8. REPRESENTATIONS & WARRANTIES; DISCLAIMERS
8.1 REPRESENTATIONS & WARRANTIES
(a) HSI hereby represents and warrants that (i) it has the full power and authority to enter into this Agreement, and (ii) this Agreement has been duly executed and delivered by HSI and, assuming the due execution hereof by Licensor, this Agreement constitutes the legal, valid and binding obligation of HSI, enforceable in accordance with its terms.

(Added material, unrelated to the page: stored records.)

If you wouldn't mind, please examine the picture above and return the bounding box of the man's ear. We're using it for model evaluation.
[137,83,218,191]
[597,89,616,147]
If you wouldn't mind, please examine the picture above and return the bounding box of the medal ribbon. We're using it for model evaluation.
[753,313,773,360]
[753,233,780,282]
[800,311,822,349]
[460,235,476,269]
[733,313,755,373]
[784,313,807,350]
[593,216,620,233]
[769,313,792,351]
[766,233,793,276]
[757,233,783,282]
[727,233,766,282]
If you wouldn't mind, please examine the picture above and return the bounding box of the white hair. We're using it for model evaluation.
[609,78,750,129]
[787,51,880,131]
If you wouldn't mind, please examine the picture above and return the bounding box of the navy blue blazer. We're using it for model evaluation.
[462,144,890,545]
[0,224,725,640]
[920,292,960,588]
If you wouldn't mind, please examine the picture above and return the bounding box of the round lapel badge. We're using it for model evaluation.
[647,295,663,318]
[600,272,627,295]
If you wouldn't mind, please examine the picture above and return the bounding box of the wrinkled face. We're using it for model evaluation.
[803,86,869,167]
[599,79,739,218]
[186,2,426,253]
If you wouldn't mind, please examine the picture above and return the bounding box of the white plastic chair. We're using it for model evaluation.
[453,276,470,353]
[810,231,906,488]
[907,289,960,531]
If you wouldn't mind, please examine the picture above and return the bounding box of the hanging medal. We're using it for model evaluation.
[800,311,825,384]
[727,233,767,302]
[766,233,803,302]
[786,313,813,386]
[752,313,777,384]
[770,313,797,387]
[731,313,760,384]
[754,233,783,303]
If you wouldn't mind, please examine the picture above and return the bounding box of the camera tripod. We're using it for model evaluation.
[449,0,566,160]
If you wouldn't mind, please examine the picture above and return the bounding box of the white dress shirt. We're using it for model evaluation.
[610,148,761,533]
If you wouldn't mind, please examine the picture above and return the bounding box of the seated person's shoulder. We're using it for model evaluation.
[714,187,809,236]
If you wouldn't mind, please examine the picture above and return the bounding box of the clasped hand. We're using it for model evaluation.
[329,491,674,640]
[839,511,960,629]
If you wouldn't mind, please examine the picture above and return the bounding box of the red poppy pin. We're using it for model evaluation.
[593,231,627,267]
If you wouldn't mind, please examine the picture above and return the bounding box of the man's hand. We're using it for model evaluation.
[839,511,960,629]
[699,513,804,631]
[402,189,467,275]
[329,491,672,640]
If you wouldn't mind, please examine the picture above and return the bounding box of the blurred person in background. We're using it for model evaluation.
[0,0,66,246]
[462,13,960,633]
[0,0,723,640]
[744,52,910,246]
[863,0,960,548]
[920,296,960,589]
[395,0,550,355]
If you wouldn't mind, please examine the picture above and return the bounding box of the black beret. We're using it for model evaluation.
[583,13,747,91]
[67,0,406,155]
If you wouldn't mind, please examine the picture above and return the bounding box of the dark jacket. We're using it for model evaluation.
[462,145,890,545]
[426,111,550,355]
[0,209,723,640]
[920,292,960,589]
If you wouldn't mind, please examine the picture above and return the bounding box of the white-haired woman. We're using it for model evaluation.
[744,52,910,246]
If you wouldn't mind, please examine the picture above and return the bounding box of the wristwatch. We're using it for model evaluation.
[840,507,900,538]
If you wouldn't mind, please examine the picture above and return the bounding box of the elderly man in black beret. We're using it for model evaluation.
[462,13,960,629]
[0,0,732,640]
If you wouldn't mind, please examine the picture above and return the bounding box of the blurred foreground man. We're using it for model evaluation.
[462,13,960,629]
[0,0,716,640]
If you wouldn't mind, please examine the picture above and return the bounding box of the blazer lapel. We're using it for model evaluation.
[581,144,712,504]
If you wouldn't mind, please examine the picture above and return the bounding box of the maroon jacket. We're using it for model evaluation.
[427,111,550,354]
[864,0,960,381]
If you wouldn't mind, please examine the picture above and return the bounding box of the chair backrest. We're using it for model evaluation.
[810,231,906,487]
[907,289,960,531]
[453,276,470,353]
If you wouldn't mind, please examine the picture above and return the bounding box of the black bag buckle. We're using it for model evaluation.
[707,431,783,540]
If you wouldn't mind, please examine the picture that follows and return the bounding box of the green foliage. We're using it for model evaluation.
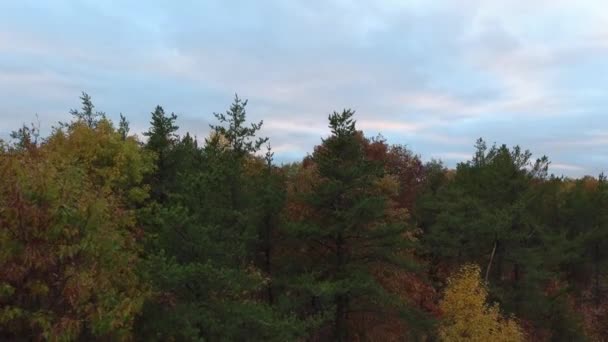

(b) Licensor represents and warrants that (i) it has the full power and authority to enter into this Agreement and (ii) this Agreement has been duly executed and delivered by Licensor and, assuming the due execution hereof by HSI, this Agreement constitutes the legal, valid and binding obligation of Licensor, enforceable in accordance with its terms.
8.2 DISCLAIMERS
EXCEPT AS EXPRESSLY PROVIDED IN SECTION 8.1 ABOVE OR THE ASSET PURCHASE AGREEMENT, EACH PARTY MAKES NO, AND EXPRESSLY DISCLAIMS ANY AND ALL, FURTHER REPRESENTATIONS AND WARRANTIES, WHETHER EXPRESS OR IMPLIED OR STATUTORY, INCLUDING ANY IMPLIED WARRANTIES OF MERCHANTABILITY, FITNESS FOR A PARTICULAR PURPOSE AND NON-INFRINGEMENT, WITH RESPECT TO THE SUBJECT MATTER OF THIS AGREEMENT.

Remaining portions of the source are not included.